Affaire des assistants parlementaires : Marine Le Pen condamnée en appel mais éligible pour 2027

Affaire des assistants parlementaires : Marine Le Pen condamnée en appel mais éligible pour 2027

La cour d'appel de Paris a rendu ce mardi 7 juillet sa décision dans l'affaire des assistants parlementaires du Front national, devenu depuis le Rassemblement national. Marine Le Pen a été reconnue coupable de détournement de fonds publics, mais la décision lui permet, en l'état, de pouvoir se présenter à l'élection présidentielle de 2027.

La députée du Pas-de-Calais a été condamnée à trois ans de prison, dont deux ans avec sursis, soit un an de prison ferme sous bracelet électronique, ainsi qu'à 100 000 euros d'amende. Concernant son inéligibilité, la cour a prononcé une peine de 45 mois, dont 30 mois assortis du sursis, soit 15 mois d'inéligibilité ferme. Cette période étant déjà écoulée, Marine Le Pen demeure juridiquement en mesure de se présenter à la prochaine élection présidentielle. La dirigeante du RN a toutefois déjà indiqué qu'elle ne souhaitait pas mener une campagne présidentielle sous bracelet électronique.
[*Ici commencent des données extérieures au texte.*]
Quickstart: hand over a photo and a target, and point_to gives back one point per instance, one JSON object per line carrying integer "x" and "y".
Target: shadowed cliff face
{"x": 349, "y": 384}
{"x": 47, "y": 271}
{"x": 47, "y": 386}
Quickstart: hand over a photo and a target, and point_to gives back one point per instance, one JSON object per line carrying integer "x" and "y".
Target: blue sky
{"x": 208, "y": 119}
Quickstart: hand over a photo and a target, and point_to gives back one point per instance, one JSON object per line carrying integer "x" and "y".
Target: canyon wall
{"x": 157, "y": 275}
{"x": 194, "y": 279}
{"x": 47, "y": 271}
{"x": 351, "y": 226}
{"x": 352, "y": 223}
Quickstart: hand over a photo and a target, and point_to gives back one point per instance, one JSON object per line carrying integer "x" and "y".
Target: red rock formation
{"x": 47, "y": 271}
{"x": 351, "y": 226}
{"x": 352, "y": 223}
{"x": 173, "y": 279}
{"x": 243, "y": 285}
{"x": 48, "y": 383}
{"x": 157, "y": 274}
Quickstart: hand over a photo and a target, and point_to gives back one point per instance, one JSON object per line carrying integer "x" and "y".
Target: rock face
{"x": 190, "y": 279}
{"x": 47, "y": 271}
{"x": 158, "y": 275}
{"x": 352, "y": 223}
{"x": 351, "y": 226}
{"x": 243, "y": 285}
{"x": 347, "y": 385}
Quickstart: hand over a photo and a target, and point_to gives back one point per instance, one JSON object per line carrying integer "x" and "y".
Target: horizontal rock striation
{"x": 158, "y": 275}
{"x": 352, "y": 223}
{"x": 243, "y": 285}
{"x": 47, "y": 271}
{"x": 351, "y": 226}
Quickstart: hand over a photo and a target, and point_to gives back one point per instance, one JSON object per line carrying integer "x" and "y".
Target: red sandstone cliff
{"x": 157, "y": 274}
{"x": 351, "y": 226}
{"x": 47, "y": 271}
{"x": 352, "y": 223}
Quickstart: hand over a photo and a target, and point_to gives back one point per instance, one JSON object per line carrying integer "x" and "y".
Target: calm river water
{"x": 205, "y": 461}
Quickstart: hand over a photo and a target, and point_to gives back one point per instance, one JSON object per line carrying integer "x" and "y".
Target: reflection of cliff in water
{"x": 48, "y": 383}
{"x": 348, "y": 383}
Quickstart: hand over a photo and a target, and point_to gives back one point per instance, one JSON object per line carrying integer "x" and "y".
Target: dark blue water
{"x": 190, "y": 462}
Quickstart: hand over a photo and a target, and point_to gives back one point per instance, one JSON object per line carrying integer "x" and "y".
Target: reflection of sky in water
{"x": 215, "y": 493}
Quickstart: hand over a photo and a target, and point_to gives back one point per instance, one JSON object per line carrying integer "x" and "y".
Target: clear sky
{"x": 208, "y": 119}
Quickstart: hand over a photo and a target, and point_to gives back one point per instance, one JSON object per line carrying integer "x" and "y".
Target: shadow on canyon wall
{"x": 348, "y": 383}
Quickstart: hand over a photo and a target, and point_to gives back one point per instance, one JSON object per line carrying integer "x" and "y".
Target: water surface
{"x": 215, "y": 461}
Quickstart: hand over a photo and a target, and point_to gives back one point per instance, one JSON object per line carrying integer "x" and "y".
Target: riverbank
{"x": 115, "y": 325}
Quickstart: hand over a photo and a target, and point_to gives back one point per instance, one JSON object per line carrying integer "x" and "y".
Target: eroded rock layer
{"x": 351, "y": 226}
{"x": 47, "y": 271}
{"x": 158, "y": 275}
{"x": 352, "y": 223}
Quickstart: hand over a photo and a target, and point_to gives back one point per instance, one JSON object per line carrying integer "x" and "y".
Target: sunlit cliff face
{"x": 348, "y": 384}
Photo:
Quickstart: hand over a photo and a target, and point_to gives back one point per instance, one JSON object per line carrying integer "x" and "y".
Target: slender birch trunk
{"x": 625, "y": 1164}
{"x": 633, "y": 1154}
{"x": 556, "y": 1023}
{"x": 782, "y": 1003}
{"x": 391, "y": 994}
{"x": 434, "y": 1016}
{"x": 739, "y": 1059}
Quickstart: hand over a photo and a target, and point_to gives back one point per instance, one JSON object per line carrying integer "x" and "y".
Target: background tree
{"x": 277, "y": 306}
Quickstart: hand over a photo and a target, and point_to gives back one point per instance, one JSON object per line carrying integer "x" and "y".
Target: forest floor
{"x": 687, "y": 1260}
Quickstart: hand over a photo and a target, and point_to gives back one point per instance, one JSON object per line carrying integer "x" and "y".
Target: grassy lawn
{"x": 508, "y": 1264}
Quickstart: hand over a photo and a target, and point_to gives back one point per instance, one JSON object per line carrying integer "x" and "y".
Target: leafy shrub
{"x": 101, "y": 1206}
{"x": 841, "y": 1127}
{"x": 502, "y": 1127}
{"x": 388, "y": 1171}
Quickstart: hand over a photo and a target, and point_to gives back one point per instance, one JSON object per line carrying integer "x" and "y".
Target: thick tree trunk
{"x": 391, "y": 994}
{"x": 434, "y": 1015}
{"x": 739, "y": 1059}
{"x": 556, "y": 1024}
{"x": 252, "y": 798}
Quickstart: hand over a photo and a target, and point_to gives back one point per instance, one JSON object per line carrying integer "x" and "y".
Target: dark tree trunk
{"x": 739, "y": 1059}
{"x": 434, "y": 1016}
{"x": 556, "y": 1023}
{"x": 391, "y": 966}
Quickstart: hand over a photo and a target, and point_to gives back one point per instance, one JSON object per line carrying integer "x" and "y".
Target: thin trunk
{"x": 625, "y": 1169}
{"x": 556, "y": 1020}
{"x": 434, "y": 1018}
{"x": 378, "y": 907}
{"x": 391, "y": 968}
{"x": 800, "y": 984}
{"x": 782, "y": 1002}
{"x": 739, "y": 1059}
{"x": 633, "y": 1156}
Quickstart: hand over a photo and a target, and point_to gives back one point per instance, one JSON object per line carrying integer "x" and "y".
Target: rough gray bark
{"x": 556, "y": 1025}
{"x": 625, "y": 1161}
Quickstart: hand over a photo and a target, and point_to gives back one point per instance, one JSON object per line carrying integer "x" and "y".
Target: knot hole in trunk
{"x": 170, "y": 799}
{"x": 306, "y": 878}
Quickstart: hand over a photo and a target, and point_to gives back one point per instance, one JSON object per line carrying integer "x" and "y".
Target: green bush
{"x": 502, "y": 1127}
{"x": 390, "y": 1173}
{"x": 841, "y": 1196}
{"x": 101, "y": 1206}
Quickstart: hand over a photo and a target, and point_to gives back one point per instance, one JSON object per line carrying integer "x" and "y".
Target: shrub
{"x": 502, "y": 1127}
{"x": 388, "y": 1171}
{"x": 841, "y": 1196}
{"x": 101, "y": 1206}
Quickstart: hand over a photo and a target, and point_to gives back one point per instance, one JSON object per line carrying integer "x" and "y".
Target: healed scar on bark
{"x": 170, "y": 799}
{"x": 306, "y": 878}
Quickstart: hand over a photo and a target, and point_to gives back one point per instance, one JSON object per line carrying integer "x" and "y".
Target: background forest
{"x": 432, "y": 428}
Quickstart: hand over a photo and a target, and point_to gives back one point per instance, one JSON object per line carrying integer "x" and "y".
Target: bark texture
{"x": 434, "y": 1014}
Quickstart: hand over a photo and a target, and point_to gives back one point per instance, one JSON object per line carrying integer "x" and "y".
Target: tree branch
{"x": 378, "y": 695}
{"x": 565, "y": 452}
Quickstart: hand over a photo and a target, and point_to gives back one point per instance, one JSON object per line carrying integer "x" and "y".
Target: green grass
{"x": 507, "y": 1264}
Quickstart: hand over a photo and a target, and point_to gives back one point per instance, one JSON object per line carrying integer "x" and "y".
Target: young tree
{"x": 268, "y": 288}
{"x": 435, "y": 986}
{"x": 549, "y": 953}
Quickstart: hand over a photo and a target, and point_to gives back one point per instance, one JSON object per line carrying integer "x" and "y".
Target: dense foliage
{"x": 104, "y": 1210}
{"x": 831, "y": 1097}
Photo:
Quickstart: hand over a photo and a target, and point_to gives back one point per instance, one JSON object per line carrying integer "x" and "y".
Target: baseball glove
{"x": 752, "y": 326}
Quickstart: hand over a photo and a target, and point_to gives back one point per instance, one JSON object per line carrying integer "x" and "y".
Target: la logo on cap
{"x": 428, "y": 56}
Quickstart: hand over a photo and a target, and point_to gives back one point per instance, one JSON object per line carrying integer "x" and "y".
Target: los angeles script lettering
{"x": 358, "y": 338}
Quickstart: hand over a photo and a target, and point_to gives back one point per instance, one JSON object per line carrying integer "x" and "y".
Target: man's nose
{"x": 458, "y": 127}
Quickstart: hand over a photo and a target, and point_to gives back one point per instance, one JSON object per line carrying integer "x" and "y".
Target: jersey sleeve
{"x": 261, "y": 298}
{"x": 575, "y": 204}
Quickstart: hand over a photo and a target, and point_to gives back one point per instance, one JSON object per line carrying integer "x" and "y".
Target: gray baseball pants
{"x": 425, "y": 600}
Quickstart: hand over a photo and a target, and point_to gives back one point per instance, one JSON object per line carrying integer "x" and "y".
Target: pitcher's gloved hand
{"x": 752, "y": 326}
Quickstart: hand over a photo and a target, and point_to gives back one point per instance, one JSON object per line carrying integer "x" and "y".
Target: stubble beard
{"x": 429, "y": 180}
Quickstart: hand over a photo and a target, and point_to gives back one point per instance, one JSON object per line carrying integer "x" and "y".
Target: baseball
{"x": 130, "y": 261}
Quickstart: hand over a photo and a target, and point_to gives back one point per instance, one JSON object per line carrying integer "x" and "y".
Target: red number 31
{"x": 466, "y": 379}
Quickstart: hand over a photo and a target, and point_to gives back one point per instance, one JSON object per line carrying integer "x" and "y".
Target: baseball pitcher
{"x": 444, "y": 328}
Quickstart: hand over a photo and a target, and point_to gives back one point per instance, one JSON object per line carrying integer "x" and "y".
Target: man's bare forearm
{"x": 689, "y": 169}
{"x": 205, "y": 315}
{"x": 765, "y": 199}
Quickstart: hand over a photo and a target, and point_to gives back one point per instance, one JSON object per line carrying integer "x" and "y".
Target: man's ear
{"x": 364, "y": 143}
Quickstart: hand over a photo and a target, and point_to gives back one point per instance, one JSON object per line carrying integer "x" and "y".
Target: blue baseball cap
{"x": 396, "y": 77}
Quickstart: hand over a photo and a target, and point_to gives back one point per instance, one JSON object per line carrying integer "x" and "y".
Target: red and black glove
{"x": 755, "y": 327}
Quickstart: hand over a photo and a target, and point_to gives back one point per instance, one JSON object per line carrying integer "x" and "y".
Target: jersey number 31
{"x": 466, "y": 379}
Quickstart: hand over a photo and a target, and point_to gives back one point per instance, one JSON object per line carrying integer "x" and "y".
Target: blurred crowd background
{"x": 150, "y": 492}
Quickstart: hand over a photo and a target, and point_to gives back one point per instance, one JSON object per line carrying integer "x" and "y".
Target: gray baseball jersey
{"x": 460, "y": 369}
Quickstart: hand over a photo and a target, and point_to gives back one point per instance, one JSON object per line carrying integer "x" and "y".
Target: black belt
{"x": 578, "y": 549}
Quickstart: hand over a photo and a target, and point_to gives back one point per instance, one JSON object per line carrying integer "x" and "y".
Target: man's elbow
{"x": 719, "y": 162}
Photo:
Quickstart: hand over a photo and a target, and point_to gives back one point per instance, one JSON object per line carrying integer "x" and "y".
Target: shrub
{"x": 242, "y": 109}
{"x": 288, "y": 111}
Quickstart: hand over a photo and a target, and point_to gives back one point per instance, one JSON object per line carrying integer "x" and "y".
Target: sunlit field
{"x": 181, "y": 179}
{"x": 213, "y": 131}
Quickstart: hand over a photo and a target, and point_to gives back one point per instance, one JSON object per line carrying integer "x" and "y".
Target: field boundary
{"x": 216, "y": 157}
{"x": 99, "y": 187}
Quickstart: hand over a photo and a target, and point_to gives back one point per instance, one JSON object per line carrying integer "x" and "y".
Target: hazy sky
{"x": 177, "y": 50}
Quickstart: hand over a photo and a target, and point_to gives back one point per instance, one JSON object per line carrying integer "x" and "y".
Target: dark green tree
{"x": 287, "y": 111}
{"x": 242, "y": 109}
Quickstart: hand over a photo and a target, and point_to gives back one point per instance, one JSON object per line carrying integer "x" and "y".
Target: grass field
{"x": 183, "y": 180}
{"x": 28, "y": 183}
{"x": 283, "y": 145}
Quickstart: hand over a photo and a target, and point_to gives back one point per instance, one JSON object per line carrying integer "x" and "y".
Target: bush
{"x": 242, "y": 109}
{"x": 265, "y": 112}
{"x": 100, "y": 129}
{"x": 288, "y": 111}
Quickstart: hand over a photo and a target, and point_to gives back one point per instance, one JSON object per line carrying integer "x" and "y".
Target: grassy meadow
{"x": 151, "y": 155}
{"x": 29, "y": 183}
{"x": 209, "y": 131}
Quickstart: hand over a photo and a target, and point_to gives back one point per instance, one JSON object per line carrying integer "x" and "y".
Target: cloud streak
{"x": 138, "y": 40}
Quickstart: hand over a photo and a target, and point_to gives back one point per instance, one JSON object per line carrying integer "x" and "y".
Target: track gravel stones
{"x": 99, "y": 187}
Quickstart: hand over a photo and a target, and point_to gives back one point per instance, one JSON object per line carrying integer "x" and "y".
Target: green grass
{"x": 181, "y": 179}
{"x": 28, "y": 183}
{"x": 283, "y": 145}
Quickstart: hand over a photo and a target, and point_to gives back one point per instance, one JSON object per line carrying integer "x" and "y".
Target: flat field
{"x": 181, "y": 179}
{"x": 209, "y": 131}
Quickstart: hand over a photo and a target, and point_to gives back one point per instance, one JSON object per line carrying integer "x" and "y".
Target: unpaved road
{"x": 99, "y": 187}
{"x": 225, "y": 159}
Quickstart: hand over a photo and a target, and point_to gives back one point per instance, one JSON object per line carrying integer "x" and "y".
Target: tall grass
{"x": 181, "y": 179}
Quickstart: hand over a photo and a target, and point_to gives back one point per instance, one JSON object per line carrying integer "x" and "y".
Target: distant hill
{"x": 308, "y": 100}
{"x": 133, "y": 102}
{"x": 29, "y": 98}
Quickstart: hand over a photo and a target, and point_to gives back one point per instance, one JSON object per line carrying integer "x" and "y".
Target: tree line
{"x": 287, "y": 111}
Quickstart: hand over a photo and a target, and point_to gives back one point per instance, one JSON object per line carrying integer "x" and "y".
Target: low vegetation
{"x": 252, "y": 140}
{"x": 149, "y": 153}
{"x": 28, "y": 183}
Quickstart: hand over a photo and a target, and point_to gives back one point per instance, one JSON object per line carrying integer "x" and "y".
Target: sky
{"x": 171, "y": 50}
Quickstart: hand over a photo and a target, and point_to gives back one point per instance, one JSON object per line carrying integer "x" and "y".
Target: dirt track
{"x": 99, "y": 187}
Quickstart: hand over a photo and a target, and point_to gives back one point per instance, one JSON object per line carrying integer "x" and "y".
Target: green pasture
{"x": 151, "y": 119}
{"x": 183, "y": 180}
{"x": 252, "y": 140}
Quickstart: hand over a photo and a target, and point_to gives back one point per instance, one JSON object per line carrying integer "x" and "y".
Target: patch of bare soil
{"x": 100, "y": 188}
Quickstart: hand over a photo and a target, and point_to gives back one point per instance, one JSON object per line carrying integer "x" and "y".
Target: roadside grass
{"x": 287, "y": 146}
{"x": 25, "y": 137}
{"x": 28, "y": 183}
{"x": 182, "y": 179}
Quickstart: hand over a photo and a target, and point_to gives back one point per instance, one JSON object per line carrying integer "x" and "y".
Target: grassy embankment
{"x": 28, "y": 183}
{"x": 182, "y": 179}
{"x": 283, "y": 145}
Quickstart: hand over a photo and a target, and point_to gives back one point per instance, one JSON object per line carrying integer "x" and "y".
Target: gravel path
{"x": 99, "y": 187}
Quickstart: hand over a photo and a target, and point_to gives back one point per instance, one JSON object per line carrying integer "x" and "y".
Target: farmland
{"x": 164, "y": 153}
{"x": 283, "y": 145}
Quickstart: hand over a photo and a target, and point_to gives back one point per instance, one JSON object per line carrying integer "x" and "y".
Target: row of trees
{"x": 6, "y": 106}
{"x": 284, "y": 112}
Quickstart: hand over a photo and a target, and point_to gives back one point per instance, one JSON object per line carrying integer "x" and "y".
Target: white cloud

Des faits jugés « graves »
Lors de la lecture de l'arrêt, la présidente de la cour a insisté sur la gravité des faits reprochés. La justice considère qu'un système a fonctionné pendant près de onze ans, entre 2004 et 2016, permettant de rémunérer avec des fonds du Parlement européen des assistants parlementaires dont l'activité profitait en réalité au Front national.
La cour a souligné la durée des faits, le montant des sommes détournées ainsi que l'atteinte portée à la confiance accordée par le Parlement européen. Elle a également estimé que ce système créait une rupture d'égalité avec les autres formations politiques. Les magistrats ont toutefois retenu l'absence d'enrichissement personnel de Marine Le Pen.

Une décision moins sévère qu'en première instance
Cette condamnation est plus clémente que celle prononcée en mars dernier. En première instance, Marine Le Pen avait été condamnée à quatre ans de prison dont deux ferme, à cinq ans d'inéligibilité et à 100 000 euros d'amende.
Avec cette décision d'appel, la présidente du groupe RN à l'Assemblée nationale évite l'hypothèque d'une exclusion de la présidentielle de 2027, même si sa condamnation pénale demeure et qu'elle devra effectuer une peine d'un an sous surveillance électronique. Reste désormais à savoir si elle maintiendra sa position, elle qui avait indiqué ne pas vouloir être candidate à l'Élysée sous bracelet électronique.